Step 3: Run the Transformation
Execute the transformation and wait for it to complete.

Step 4: Verify the Schema
Once the transformation is finished, check the schema of the newly created table, typed_table. It should now include the appropriate data types.

Note: Incremental loading cannot be used when creating a typed table in this manner.

Incremental Loading

The behavior of incremental loading differs between typed and non-typed tables:

Typed tables: Only the columns in the table’s primary key are compared to detect changes.
Non-typed tables: The entire row is compared, and rows are updated if any value has changed.

For more information, refer to our documentation on incremental loading.

Handling NULLs

Data can contain NULL values or empty strings, which are converted differently based on the processing backend, as follows:

Snowflake: ,, => NULL or "" => NULL
BigQuery: ,, => NULL and "" => ""

Columns without native types are always VARCHAR NOT NULL. This means you don’t need to worry about specific NULL behavior. However, this changes with typed columns.

In most databases, NULL does not equal NULL (NULL == NULL is not TRUE, but NULL). This behavior can disrupt the incremental loading process, where columns are compared to detect changes.

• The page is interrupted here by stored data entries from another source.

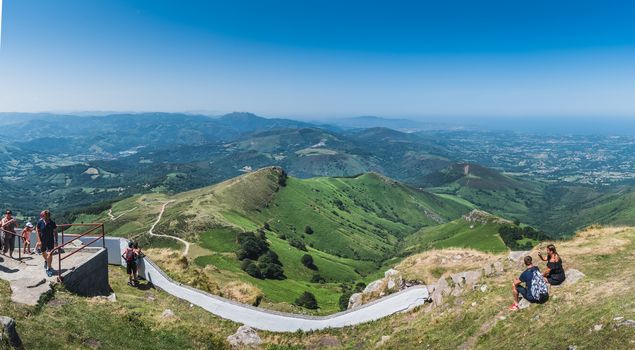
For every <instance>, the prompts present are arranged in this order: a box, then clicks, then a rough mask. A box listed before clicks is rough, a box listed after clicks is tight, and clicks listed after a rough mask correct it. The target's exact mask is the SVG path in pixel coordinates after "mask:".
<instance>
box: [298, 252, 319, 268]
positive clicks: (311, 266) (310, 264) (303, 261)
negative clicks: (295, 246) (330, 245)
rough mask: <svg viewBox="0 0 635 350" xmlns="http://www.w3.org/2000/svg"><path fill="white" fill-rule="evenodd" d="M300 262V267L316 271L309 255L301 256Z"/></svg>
mask: <svg viewBox="0 0 635 350" xmlns="http://www.w3.org/2000/svg"><path fill="white" fill-rule="evenodd" d="M300 262H302V265H304V266H306V267H307V268H309V269H311V270H317V269H318V268H317V266H315V263H314V262H313V257H312V256H311V255H309V254H304V255H302V258H300Z"/></svg>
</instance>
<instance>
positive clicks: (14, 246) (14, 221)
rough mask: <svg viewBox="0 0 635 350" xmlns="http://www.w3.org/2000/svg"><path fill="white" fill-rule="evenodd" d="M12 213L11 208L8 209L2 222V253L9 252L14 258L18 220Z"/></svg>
mask: <svg viewBox="0 0 635 350" xmlns="http://www.w3.org/2000/svg"><path fill="white" fill-rule="evenodd" d="M12 215H13V213H12V212H11V210H9V209H7V211H6V213H5V217H3V218H2V221H1V222H0V225H1V226H2V231H3V233H4V244H3V245H4V246H3V247H2V254H4V255H7V253H9V257H10V258H11V259H13V251H14V250H15V236H16V233H15V229H16V228H18V221H17V220H16V219H15V218H14V217H13V216H12Z"/></svg>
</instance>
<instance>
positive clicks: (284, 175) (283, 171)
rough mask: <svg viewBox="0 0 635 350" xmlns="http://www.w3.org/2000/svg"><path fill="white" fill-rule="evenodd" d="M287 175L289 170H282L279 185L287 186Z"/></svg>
mask: <svg viewBox="0 0 635 350" xmlns="http://www.w3.org/2000/svg"><path fill="white" fill-rule="evenodd" d="M287 177H288V176H287V172H286V171H284V170H282V172H281V173H280V175H279V176H278V185H280V187H285V186H286V185H287Z"/></svg>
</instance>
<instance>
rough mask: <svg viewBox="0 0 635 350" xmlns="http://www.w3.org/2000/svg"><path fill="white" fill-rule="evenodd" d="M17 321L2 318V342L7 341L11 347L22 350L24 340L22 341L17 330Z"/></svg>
mask: <svg viewBox="0 0 635 350" xmlns="http://www.w3.org/2000/svg"><path fill="white" fill-rule="evenodd" d="M15 326H16V324H15V320H14V319H12V318H10V317H6V316H0V341H3V342H4V339H6V340H7V343H9V346H10V347H12V348H14V349H22V339H20V335H18V331H17V330H16V329H15Z"/></svg>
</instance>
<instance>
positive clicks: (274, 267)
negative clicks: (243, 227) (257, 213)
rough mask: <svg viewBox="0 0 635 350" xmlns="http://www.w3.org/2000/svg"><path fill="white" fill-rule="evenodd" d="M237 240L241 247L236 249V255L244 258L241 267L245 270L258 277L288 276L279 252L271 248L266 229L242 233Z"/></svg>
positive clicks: (241, 267) (238, 236) (242, 259)
mask: <svg viewBox="0 0 635 350" xmlns="http://www.w3.org/2000/svg"><path fill="white" fill-rule="evenodd" d="M237 240H238V244H239V247H238V249H237V250H236V256H237V257H238V259H239V260H242V263H241V266H240V267H241V269H243V271H245V272H247V274H249V275H250V276H252V277H256V278H269V279H284V278H286V277H285V276H284V270H283V269H282V263H281V262H280V259H279V258H278V254H276V252H274V251H273V250H270V249H269V244H267V240H266V237H265V234H264V231H263V232H257V233H256V234H253V233H250V232H246V233H241V234H239V235H238V238H237ZM254 260H257V261H258V263H256V262H254Z"/></svg>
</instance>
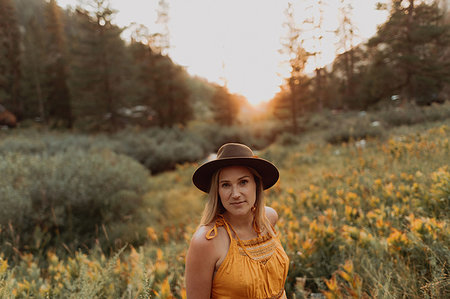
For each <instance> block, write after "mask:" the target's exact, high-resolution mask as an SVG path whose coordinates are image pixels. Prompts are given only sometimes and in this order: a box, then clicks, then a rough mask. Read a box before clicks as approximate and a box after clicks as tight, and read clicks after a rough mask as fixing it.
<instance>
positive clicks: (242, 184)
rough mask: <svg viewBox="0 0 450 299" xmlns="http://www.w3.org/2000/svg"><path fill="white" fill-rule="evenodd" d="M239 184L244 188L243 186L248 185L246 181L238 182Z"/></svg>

To avoid such issues, ensure that your primary key columns are not nullable. This is especially relevant in CTAS (Create Table As Select) queries, where columns are nullable by default. To address this, explicitly define the columns as non-nullable in the CTAS expression. For example:

CREATE TABLE "ctas_table" (
    "id" NUMBER NOT NULL,
    "name" VARCHAR(255) NOT NULL,
    "created_at" TIMESTAMP_NTZ NOT NULL
) AS SELECT * FROM "typed_table";